Thursday, March 10, 2011

Two Years Ago Today

Two years. We will never forget.

Sunday, February 6, 2011

Happy New Year!

It was a year ago today that Parker had his last surgery. A year feels a whole lot longer than a day, or a week, or a month.  It is a far greater milestone. It represents 365 days of success, 365 days to put this behind us and look ahead.

Tomorrow we might wake up with a greater sense of relief. We will never be too far from wary, but maybe it will begin to come with a gentler touch.

Rest for the weary.

I love you boys. Happy New Year!

Sunday, November 14, 2010

Happy Day to My Beautiful Sons

November 14, 2010

Parker turns twenty-seven today. 

I am struggling to find the words to express how grateful I am for this seemingly ordinary milestone. As a writer, this should be easy. But the days when more birthdays were uncertain are not so far behind us,  and still prey on our minds.

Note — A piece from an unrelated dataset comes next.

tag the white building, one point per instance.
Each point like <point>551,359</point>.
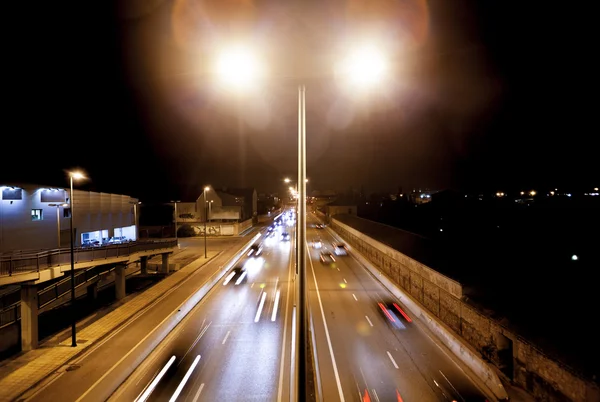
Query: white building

Although some of the emotional effects of his illness linger, Parker has begun a new life, full of hope and possibility. We know it could have been the other way, and for that we are eternally grateful. 

Lord, purge our eyes to see / Within the seed a tree, 
Within the glowing egg a bird / Within the shroud a butterfly:
Till taught by such, we see / Beyond all creatures, Thee.

Happy Day to my two beautiful sons, Parker and James.